Fraîchement débarqué sans crier gare sur Xbox One, D4, pour Dark Dreams Don't Die, suscite la curiosité. Il faut dire que le pitch est aguicheur : un genre de point and click dans la droite lignée d'un Telltale, vêtu d'un univers relativement déjanté et absurde dont seuls nos amis Japonais ont le secret... Motivé ? Ça tombe bien puisqu'il va vous falloir du courage et pas mal d'humour pour encaisser l'aventure. Meurtre, drogue, paradoxes temporels et voyages cathartiques : c'est une enquête très perchée, proposée par Hidetaka Suehiro, alias SWERY.
Proposé pour une quinzaine d'euros en dématérialisé, D4 se présente actuellement comme une première salve épisodique composée d'un prologue d'une trentaine de minutes et de deux épisodes d'environ une heure trente chacun. Le titre vous embarque dans une aventure au scénario plutôt confus mais bigrement entraînant. Bonne nouvelle pour les amateurs de Kinect : D4 est totalement pensé pour l'accessoire de détection de mouvements. Bien évidemment, le jeu est également faisable en intégralité au pad, mais perd alors de sa saveur puisque le gameplay reste relativement basique...
C'est l'histoire d'un mec qui voit une jeune fille dévêtue à la place de son chat
Absurde : c'est sans doute le maître-mot de l'aventure. Sans cesse, dans sa structure scénaristique et dans sa mise en scène, D4 prend plaisir à vous immerger dans un socle sérieux, souvent pompeux, parfois ennuyeux, avant de vous envoyer en pleine face un élément totalement loufoque et inattendu. On explore ainsi au fur et à mesure de l'aventure les déboires de David Young, un ex-enquêteur des stups de Boston, dont la vie a basculé le jour où sa bien-aimée, “Little Peggy”, est retrouvée morte, droguée au Real Blood. Dès lors, le quotidien de notre homme chavire puisqu'il décide d'enquêter sur la mort de Peggy, dont les derniers mots furent “Look for D”.

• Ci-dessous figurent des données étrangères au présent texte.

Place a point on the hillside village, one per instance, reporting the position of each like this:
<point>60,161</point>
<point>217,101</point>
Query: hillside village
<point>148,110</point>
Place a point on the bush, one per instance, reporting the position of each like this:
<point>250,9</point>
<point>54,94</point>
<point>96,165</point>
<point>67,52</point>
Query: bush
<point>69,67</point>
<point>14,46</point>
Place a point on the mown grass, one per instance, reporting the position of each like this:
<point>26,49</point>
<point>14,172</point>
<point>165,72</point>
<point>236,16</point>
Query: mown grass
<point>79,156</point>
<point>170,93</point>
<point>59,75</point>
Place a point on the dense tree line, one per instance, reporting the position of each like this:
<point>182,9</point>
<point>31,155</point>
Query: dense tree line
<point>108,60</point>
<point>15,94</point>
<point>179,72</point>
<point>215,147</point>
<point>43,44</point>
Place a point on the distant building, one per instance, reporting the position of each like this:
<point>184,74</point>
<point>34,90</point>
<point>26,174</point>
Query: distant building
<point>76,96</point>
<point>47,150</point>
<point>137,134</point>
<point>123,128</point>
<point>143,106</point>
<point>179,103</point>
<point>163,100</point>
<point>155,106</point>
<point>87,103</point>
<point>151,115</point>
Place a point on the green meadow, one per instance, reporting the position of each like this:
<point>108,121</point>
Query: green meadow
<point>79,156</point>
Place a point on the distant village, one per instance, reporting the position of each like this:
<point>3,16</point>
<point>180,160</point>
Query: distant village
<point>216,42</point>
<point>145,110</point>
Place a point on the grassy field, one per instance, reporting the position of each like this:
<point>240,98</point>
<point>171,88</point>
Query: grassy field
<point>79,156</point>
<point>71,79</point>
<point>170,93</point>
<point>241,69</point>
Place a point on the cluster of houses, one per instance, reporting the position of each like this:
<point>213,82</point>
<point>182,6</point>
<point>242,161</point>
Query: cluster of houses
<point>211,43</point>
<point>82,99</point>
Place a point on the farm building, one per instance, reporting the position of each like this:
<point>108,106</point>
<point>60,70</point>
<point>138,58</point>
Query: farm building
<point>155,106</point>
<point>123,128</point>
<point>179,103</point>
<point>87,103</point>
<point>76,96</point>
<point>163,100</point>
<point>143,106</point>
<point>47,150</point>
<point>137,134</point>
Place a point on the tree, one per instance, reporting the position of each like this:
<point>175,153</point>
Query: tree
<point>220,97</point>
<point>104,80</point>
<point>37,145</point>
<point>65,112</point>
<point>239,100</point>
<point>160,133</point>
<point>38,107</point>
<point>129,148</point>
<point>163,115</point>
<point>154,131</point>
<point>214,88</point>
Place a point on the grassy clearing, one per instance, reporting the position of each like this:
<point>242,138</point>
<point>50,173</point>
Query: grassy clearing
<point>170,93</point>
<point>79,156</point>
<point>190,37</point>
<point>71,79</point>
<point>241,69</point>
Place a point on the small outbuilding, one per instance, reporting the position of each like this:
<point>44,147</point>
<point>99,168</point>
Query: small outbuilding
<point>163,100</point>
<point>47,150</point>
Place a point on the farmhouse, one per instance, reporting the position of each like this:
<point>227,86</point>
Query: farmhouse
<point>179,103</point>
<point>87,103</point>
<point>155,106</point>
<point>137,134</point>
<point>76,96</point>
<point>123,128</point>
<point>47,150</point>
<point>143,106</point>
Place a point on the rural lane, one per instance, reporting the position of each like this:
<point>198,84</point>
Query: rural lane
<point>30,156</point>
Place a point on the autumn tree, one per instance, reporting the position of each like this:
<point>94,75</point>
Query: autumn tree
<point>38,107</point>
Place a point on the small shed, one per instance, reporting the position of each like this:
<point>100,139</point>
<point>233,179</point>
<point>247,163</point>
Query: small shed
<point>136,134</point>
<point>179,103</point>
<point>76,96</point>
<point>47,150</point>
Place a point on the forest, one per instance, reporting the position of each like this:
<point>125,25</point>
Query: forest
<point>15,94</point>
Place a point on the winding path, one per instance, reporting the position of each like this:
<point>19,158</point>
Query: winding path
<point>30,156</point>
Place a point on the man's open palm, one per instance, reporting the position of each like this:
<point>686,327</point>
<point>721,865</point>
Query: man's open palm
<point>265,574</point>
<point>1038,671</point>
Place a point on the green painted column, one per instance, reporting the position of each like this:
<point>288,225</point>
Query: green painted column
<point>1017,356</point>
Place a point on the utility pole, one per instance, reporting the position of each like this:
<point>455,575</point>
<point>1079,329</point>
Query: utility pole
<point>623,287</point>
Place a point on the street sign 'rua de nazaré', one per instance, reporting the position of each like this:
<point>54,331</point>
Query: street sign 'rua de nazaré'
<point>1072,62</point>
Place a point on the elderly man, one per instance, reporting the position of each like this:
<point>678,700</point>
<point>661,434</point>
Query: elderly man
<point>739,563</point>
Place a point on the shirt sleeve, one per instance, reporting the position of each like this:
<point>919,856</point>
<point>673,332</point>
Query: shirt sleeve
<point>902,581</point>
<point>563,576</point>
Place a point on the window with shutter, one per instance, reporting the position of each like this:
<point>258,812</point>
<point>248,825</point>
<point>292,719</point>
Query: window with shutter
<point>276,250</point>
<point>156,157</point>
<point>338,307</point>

L'unique homme au monde au courant de ce qu'il est arrivé à la belle se fait donc appelé D. Manque de bol, votre nom est David, et plusieurs personnages clés, aussi charismatiques que dérangeants, portent un prénom commençant par un “D”. Comme un coup dur n'arrive jamais sans une bénédiction, notre héros s'est également fait tirer dessus le soir de la mort de Peggy, par cette dernière d'ailleurs, qui lui offre une belle balafre sur le front. Emmené d'urgence à l'hôpital, David se rend vite compte qu'il a le pouvoir de briser la 4ème dimension (D4) : il peut remonter le temps pour enquêter dans différentes dimensions où les faits sont à chaque fois quelque peu altérés...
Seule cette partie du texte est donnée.